My earliest memory with my father is that of him following me around like paparazzi, camera in hand, as I danced around while reciting poems, or Vengaboys. We'd jump on sofas and beds and chairs, wreaking havoc on the house. Ma was always worried we'd crash into something, and with good reason. I remember this one time we were playing tag at home, when he collided with the coffee table, breaking it, and his leg. There he lay, presumably in pain, and yet, ensuring I don't cut myself on the broken pieces.
There are a few staple ideas that Pa loves talking about. One of them comes up every other week or so, and they're always pure pearls of wisdom. A popular hit from my academic days was “काक चेष्टा, बको ध्यानं, श्वान निद्रा, अल्पहारी, गृह त्यागी” - the five qualities of an ideal student. I'm long past my school years, and I still haven't emulated any of those in entirety. Another gem is to find a domain, personal or professional, and build a rock-solid expertise on it, a subject in which I can hold my own, always.
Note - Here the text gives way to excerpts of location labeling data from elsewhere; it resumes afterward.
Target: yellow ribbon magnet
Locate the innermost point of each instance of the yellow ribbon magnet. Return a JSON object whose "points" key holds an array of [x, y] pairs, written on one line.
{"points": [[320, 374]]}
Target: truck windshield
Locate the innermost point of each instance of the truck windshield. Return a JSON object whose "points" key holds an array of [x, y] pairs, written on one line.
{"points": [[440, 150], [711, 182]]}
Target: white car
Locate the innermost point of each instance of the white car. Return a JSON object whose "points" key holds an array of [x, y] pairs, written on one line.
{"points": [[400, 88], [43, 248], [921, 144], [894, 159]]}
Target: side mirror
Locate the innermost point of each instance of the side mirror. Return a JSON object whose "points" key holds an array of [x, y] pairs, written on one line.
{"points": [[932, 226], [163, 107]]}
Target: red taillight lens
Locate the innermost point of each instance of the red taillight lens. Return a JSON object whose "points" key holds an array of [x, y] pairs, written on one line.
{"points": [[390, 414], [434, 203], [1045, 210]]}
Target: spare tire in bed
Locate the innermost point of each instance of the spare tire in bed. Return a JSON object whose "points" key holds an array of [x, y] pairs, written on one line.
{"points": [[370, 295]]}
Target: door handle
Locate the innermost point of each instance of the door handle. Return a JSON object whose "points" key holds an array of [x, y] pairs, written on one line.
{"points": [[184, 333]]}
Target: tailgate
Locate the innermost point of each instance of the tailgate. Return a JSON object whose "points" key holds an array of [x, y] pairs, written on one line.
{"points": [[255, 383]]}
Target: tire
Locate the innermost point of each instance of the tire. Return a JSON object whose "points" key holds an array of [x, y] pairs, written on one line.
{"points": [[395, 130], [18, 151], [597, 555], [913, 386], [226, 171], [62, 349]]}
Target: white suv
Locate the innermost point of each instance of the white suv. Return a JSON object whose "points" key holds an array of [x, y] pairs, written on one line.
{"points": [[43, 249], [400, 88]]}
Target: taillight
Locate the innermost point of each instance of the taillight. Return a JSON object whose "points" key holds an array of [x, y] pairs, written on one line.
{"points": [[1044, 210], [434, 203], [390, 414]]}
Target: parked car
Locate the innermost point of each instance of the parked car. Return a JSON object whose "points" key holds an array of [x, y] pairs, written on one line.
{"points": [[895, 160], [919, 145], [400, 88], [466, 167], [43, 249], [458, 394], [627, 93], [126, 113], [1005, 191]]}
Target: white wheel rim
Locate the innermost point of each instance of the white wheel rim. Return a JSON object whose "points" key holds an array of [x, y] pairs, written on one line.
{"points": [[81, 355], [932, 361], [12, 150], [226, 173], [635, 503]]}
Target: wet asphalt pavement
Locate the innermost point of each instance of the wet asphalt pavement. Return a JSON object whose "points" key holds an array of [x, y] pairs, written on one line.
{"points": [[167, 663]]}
One of his favorites though, is how things circle back to their seemingly obsolete versions over time. The iteration completes, and the loop goes on, and life makes a full circle to come back to its origin. He loves backing this up with everyday examples - fashion trends that were condemned a few decades ago making their way to the top today, evergreen music being remixed to trigger nostalgia, advertisements from way back when finding their way into pop culture. He's always been great with observations like that.
I was an inquisitive child, as we all are. I'd point to things nobody would pay attention to, and ask about their origin and purpose. This is the mind-blowing part though - Appa has never not answered a question. From the trees that we drive past, to the days that are overcast, he's always in the know. When kids fought over whose father was the best, I never bothered to join in the conversation. My dad is a real-life, omniscient superhero.
Pa's got 36 years on me, and yet, everyday I see him strutting about looking as youthful as ever. At 59, he's more active than I have been all my life. He has taught me too many precious lessons to enumerate, but my favorite remains empathy. When I was younger, I always wondered how he won over everybody he met. Today I realize, it's because he has never treated anybody with anything other than the utmost respect and compassion. Hell, he feeds animals the same food he eats, because it'd be unfair not to do so. The part I value most about myself, is the legacy he gratefully decided to pass on to me. I couldn't ask for anything better.
A lot has been said about fathers. Silent protectors, watchful guardians, doting providers. There's nothing that I can say about mine. For the life he has given me, for the person he made me, for the decisions he trusted me to take. What do you say about the person you owe everything to? Thank you is too petty a phrase, love isn't too deep an emotion. So all I do is take a page out of his book, do instead of say, and try to make something of myself he can be proud of.